The earth is our palette. We know the consequences of not planting the seeds every season, or harvesting.
As you reap, so shall you sow.
Indeed.
Postscript: Criticizing Riverbend:
Some people come to this blog preaching to me how the people of Iraq will determine their future. It is now up to the people of Iraq to make their choices and live with the consequences. Then they begin to cut into what I say and into what some other Iraqi bloggers say.
I
am Iraq. Riverbend is Iraq. And other bloggers like us are Iraq. We are
products of its past and we are its future, whether you like it or not.
But
when Iraq says things that don't conform to your flag-waving,
holier-than-thou, God-talked-to-Bush, freedom-is-awesome psyche, you
start to look for "other" Iraqis or criticize us for not looking to the
future.
Are you so infantile and arrogant that you really do not think we are looking to the future?

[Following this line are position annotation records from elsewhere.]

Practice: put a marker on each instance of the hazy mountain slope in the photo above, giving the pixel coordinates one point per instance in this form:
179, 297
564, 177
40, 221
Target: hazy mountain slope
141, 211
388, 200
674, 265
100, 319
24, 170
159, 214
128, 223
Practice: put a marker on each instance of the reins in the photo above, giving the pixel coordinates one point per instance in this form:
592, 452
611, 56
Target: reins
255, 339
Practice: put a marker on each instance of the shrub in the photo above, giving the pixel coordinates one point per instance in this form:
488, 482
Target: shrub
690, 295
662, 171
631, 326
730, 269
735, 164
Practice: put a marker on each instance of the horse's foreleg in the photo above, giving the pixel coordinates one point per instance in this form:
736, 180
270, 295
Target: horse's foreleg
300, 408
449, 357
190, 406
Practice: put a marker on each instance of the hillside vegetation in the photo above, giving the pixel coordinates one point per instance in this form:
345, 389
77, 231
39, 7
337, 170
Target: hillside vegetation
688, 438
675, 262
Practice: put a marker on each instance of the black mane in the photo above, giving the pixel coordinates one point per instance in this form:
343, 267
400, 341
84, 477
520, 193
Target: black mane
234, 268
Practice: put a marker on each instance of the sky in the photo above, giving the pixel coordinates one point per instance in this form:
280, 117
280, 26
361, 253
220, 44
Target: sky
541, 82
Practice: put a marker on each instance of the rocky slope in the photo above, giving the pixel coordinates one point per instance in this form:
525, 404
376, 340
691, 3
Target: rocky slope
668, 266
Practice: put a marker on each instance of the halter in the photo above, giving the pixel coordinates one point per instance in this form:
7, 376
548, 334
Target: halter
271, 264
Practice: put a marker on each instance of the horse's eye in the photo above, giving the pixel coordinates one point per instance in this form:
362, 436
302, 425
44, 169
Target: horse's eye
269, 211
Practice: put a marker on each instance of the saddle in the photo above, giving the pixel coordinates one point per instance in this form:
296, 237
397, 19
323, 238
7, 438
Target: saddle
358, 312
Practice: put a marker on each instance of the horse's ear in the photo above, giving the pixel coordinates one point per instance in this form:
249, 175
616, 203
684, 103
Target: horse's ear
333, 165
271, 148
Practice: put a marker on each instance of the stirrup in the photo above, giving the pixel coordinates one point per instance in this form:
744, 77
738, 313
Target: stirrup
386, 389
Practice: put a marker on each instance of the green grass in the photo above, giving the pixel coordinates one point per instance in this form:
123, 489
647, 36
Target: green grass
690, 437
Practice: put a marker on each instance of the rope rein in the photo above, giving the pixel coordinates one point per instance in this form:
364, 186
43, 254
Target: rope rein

This is our land, it is our home.
Are you so obtuse as to tell me that you care about Iraq and the rest of us Iraqis don't?
Where was your bleeding heart when we were burying our dead in the irradiated soil your tax dollars paid for?
Where
was your voice of reason when our children were born without eyes,
without noses, without skin thanks to all the spent depleted uranium
casings? You said you cared for the Shia under the oppression of Saddam
Hussein. But it was your weapons that cursed them for generations.
Where
were your protests when our elderly died because heart disease medicine
was not available thanks to your humane sanctions regimen?
Where
were you when our children drank infested waters because the US
military was compassionate about the Iraqi people and bombed all our
water purificaton systems?
Where were you during shock and awe?
If you really care so much, then get off your chair and go to Iraq.
I walked your streets, your neighborhoods, why can't you walk mine? I learned your language, your methods, and your mannerisms, why can't you learn mine?
Maybe then, you might learn that freedom cannot exist without justice.
And justice cannot exist without accountability.
It's
the accountability that has you all riled up. You, the US military, and
a large chunk of my-country-right-or-wrong Patriots.
History does not belong to you. Nor to the victor. Empires rise and fall.